Op basis van de wet van equivalenten, kan worden gesteld dat het zuur-base titratie, die door de reactievergelijking: KOH + HCl → KCl + H2O, de interactie van een mol kaliumhydroxyde met 1 mol zoutzuur 1 mol zout te geven, genaamd chloridekalium en 1 mol water.Dit is het equivalent van kaliumhydroxide is gelijk aan E KOH = 39 + 16 + 1 = 56 g zoutzuur - E HCl = 1 + 35 = 36 g, kaliumchloride - E KCl = 39 + 35 = 74 g water - E H2O =• 2 1 + 16 = 18 Teneinde volledig neutraliseren van 56 g kaliumhydroxide noodzakelijk 36g HCl.Het resultaat wordt 74 g kaliumchloride en 18 g water.Maar omdat de wet vastgesteld dat de massa van de stoffen, niet-gereageerd proportionele kasequivalenten, te weten het bedrag van een reagens kan tellen hoe zal de tweede reactant reageren of te berekenen opbrengst.
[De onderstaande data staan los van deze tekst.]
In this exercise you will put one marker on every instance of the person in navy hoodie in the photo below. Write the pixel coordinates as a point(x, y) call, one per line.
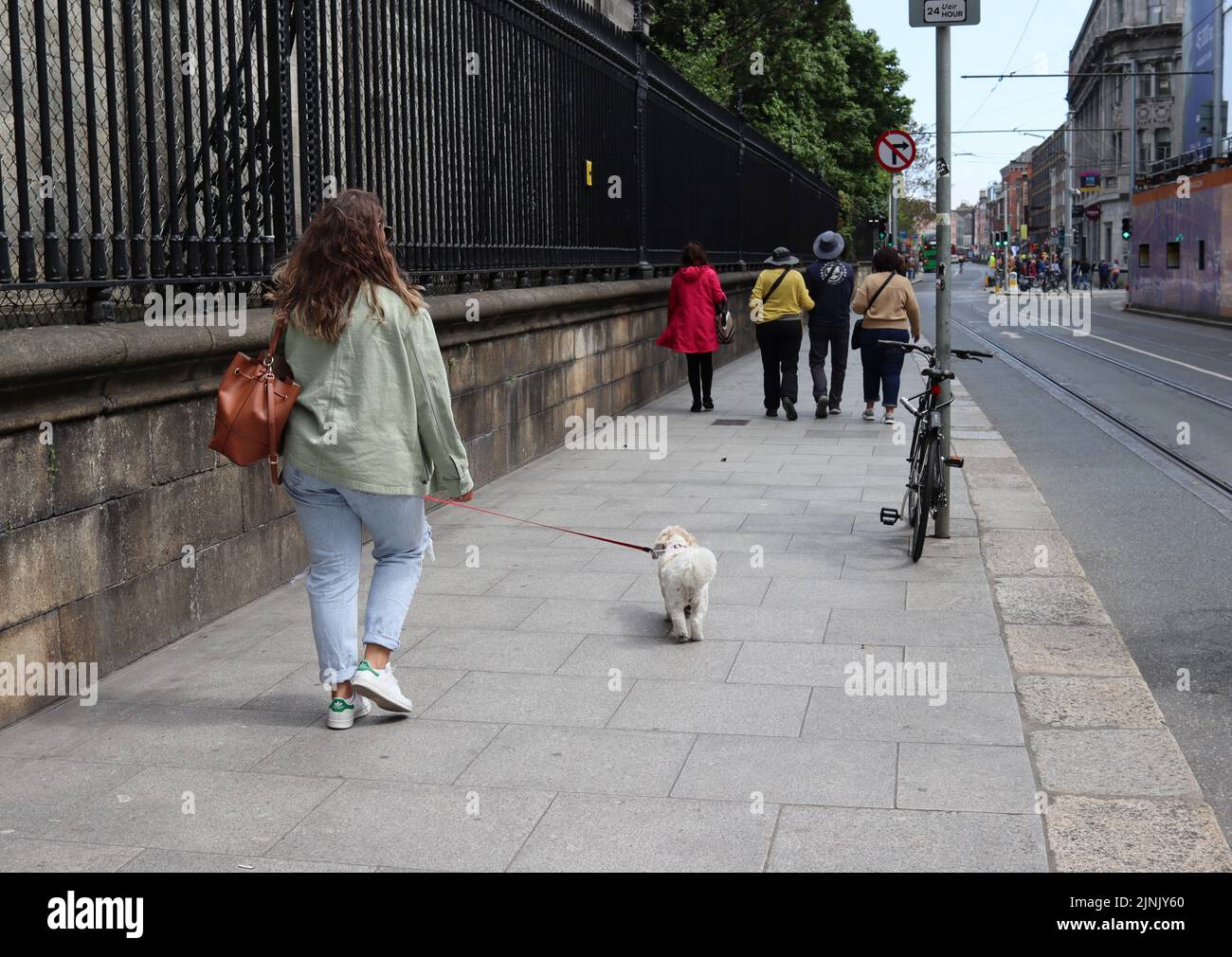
point(691, 300)
point(830, 283)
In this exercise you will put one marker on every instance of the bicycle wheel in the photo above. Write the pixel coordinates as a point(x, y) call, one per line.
point(924, 493)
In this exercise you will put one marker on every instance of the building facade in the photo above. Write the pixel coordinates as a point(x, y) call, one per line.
point(1121, 37)
point(1017, 181)
point(1046, 216)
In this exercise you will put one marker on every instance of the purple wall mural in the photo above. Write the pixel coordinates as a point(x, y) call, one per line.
point(1183, 226)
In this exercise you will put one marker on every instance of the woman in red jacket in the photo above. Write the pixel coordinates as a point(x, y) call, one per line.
point(695, 292)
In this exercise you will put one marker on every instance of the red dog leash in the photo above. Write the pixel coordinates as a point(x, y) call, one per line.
point(652, 551)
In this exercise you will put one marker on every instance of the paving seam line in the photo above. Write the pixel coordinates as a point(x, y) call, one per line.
point(1114, 787)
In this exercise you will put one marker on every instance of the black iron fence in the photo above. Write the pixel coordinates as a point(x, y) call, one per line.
point(185, 143)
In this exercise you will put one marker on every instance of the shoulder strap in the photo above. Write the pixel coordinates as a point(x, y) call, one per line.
point(781, 278)
point(888, 279)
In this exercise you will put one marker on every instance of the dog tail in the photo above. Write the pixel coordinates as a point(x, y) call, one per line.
point(701, 569)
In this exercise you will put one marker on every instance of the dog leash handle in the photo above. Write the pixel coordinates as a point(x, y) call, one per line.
point(653, 551)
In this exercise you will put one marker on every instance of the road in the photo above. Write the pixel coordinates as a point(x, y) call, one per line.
point(1154, 538)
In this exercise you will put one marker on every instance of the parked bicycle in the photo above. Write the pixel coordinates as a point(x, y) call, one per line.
point(927, 472)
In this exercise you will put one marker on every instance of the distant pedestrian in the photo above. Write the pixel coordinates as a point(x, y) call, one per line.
point(777, 306)
point(691, 303)
point(830, 282)
point(890, 309)
point(371, 432)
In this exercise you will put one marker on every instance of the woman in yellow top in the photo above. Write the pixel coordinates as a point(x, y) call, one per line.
point(887, 302)
point(777, 304)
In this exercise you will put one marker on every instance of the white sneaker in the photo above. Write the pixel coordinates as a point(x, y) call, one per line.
point(343, 712)
point(381, 686)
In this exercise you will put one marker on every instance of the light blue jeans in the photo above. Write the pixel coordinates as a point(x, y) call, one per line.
point(331, 517)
voorbeeld, net als kaliumchloride, indien bekend is dat zoutzuur geheel werd geneutraliseerd met 100 g kaliumhydroxide?Met behulp van de wet van equivalenten, kunnen worden geschreven: 56 • mKCl = 74 • 100. Dan mKCl = (74 • 100) / 56 = 132, de A zoutzuur te neutraliseren de kaliumhydroxyde 100 g Als u een 64 100 g kaliumhydroxyde nodig hebt om het zwavelzuur te neutraliseren:2KOH + H2SO4 → K2SO4 + 2H2O, dit zou een heel andere hoeveelheid zuur nodig.Zoals de stoichiometrische coëfficiënten van deze reactie, 2 mol kaliumhydroxide reageert één mol zwavelzuur, en het resultaat zal één mol kaliumsulfaat en twee mol water.Wetende dat de massa van de stoffen reageren proportionele equivalentgewichten kan worden geschreven: 2 • 56 • 98 • mH2SO4 = 100, dan 100 tot neutraliseren kaliumhydroxide vereiste mH2SO4 = 88 g zwavelzuur.Dit levert 155 g kaliumsulfaat.De hoeveelheid water aan de neutralisatie van 100 g kalium hydroxide, zoutzuur of zwavelzuur toegewezen, is hetzelfde en gelijk aan '32

de wet toepassen equivalenten chemie (analytische, anorganische, organische, etc.) voor de studie materialen en andere experimenten gebaseerdegebaseerd op de balans van chemische reacties.Bovendien wordt het gebruikt (voor de bereiding van materiaalbalansen) in het ontwerp en de werking van het laboratorium, proefschaal of industriële installaties bestemd voor de synthese van chemicaliën.Ze gebruiken altijd specialisten chemische, medische, biologische, sanitaire en epidemiologische laboratoria, aangezien het de basis van de formules waarin de berekening wordt veel testresultaten uitgevoerd.